Directeur Brancheorganisatie Kinderopvang: Peuter moet zelf spelend leren
Leg kinderen tot hun zesde jaar geen leerdoelen op. Daarop hamert de Brancheorganisatie Kinderopvang.
Peuters die een toets moeten afleggen. Voor Emmeline Bijlsma, voorzitter van de Brancheorganisatie Kinderopvang, is het een schrikbeeld. Ze is er, in aanloop naar een Kamerdebat donderdag, niet gerust op dat kinderen tot hun zesde gevrijwaard blijven van leerdoelen.
Bijlsma is er vast van overtuigd dat je kinderen in de opvang niet moet belasten met leerdoelen. De kleintjes ontdekken zelf spelenderwijs de wereld. Dat is het best voor hun brein, betoogt Bijlsma woensdag. „Het is van groot belang dat een kind door te spelen op eigen initiatief allerlei zaken leert. Dat proces moet gepaard gaan met plezier. Volwassenen vinden zoiets misschien doelloos, maar dat is het niet.”
Tijdens het spelen gebeurt er „erg veel” in het peuterbrein, weet Bijlsma. „Tussen cellen vormen zich allerlei zogeheten neurale netwerken. De netwerken die het kind veel gebruikt, worden steeds sterker. Vergelijk het met dat veelgebruikte paadje tussen de bomen. Die route raakt steeds meer ingesleten en al meer mensen vinden via dat pad hun weg door het bos.”
Hoe leert een kind spelenderwijs? Kunt u voorbeelden noemen?
„Als een kind over een kuil springt, voltrekken zich complexe processen in het brein. Spelenderwijs doet het kind vaardigheden op. Waar moet ik me afzetten? Hoe blijf ik na de sprong in evenwicht? Bij spelen in het zand leert een kind dat je met zand van alles kan doen, zoals een berg, kasteel of taart maken. Ook leert de peuter met tegenslagen omgaan. Als het kasteel in elkaar zakt, doet het kind wat meer water bij het zand, zodat zijn bouwwerk blijft staan.”

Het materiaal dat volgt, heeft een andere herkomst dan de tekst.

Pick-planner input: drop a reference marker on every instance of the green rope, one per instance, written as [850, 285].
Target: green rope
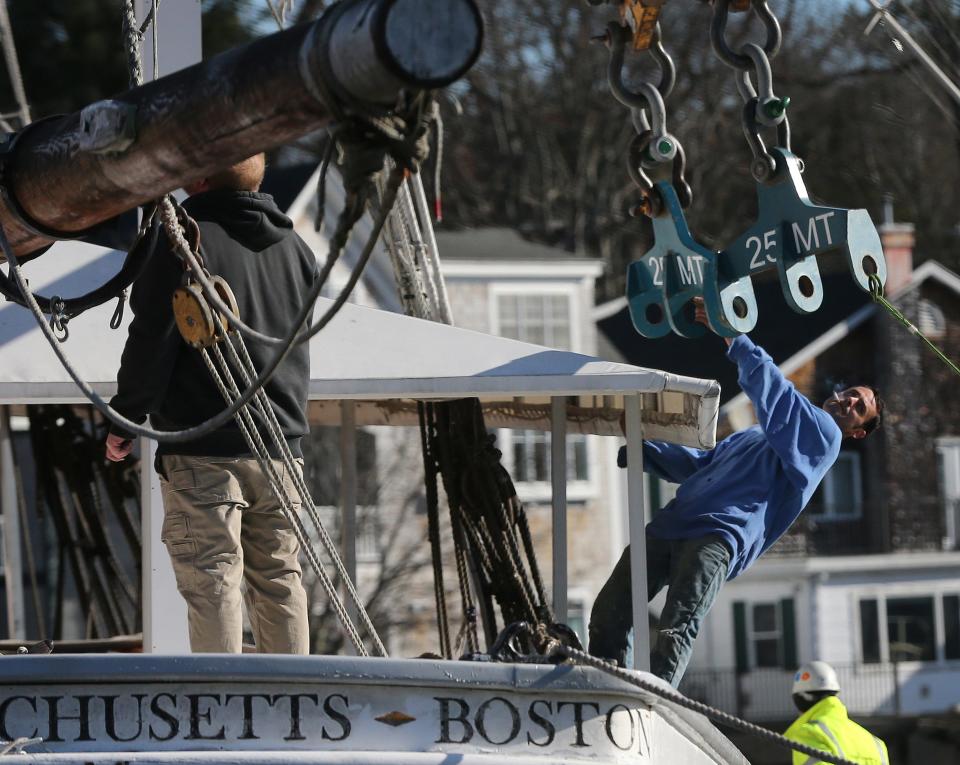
[876, 292]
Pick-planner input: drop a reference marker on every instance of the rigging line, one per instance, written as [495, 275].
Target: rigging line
[946, 57]
[187, 434]
[247, 370]
[13, 65]
[259, 450]
[675, 697]
[922, 84]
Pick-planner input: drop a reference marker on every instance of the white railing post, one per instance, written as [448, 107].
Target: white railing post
[638, 541]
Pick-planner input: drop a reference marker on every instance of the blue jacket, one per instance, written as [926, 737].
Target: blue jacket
[751, 486]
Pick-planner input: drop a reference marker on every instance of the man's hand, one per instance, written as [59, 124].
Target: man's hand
[118, 448]
[700, 314]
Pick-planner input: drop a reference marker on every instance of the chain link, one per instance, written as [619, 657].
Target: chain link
[762, 107]
[718, 33]
[653, 145]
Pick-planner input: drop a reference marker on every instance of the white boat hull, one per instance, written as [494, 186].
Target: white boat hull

Als kinderen voor hun zesde te maken krijgen met leerdoelen, loopt het proces van zelf spelenderwijs de wereld ontdekken averij op, waarschuwt Bijlsma. Die schade ontstaat volgens haar onder meer als de peuters toetsen moeten ondergaan. „Een toets is slecht voor het zelfvertrouwen van een kind. De stress van een test is beschadigend.”

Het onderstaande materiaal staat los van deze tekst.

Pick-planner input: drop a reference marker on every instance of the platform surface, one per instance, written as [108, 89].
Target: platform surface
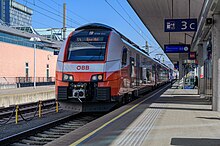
[170, 119]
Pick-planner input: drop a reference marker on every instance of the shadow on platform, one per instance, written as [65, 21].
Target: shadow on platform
[195, 142]
[177, 108]
[184, 100]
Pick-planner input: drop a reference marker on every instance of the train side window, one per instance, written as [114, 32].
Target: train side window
[124, 56]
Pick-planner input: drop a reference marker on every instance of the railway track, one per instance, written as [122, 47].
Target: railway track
[7, 115]
[48, 132]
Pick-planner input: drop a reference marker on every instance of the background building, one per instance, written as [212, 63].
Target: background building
[17, 57]
[14, 14]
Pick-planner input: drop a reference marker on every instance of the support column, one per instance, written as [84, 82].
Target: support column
[216, 63]
[180, 67]
[201, 79]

Kleuters van een jaar of vier moet je niet verplicht letters en woorden leren, vindt Bijlsma. „Uit onderzoek blijkt dat een kind van een jaar of vier er zo’n 500 uur over doet om alle letters te leren, op zijn zesde lukt dat het kind in 50 uur.”

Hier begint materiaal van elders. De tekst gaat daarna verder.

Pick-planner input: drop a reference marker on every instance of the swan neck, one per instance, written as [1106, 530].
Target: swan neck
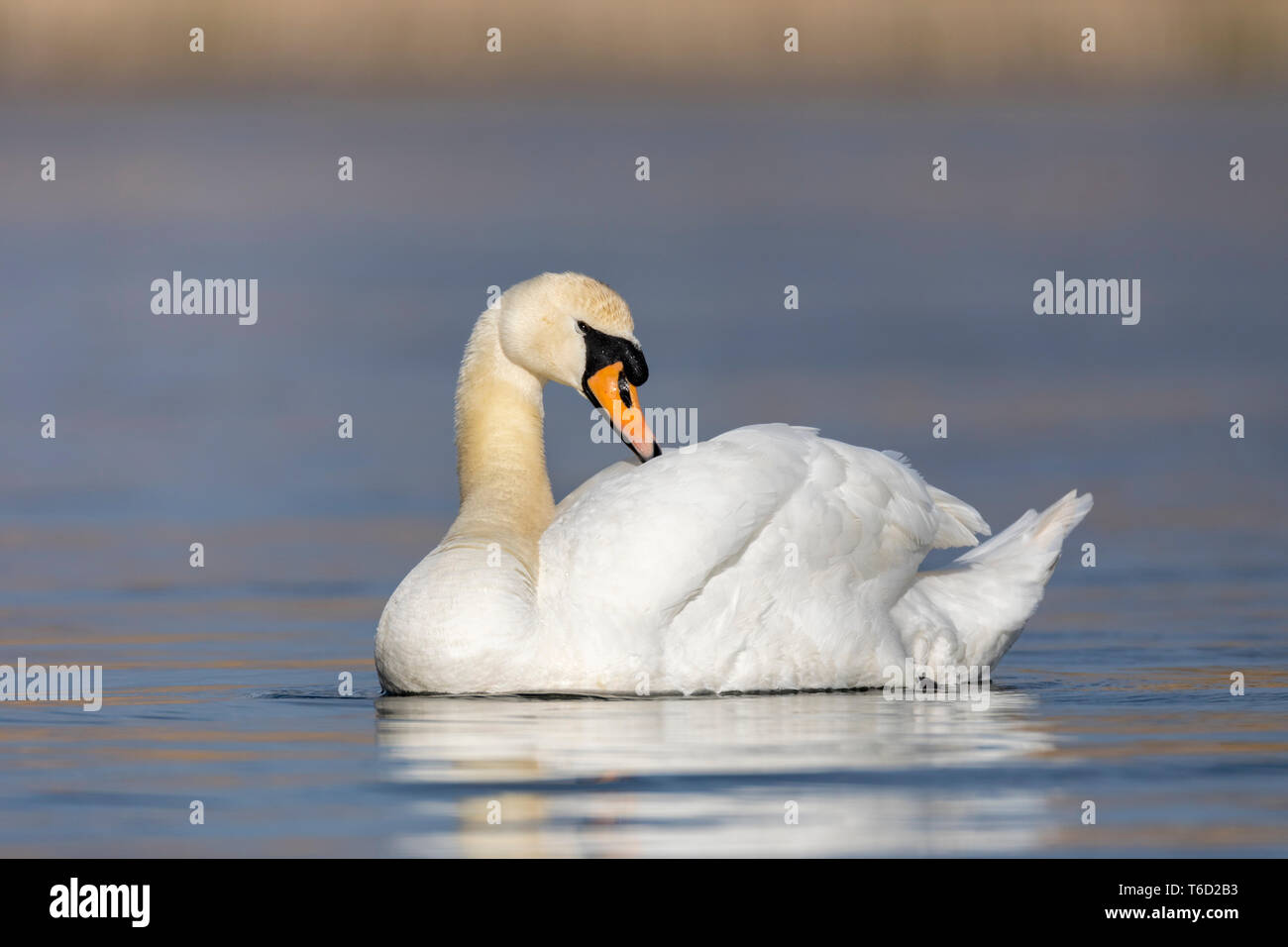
[500, 450]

Bijlsma is sceptisch over de redenering dat volwassenen peuters „spelenderwijs” zaken zouden moeten leren. „Zo’n aanpak mondt snel uit in druk van bovenaf. Zo van: „Leg vijf knikkers op een rij.” Die methoden wil ik op de kinderopvang niet. Een kind moet zélf spelend zaken oppikken.”
Wel is het prima dat begeleiders peuters „bijsturen” en een „uitdagende speelruimte” creëren. „Als een peuter in een keukentje speelt, kan een volwassene een extra pannetje neerzetten en vragen stellen. Zodat het kind meerdere voorwerpen en woorden leert gebruiken.”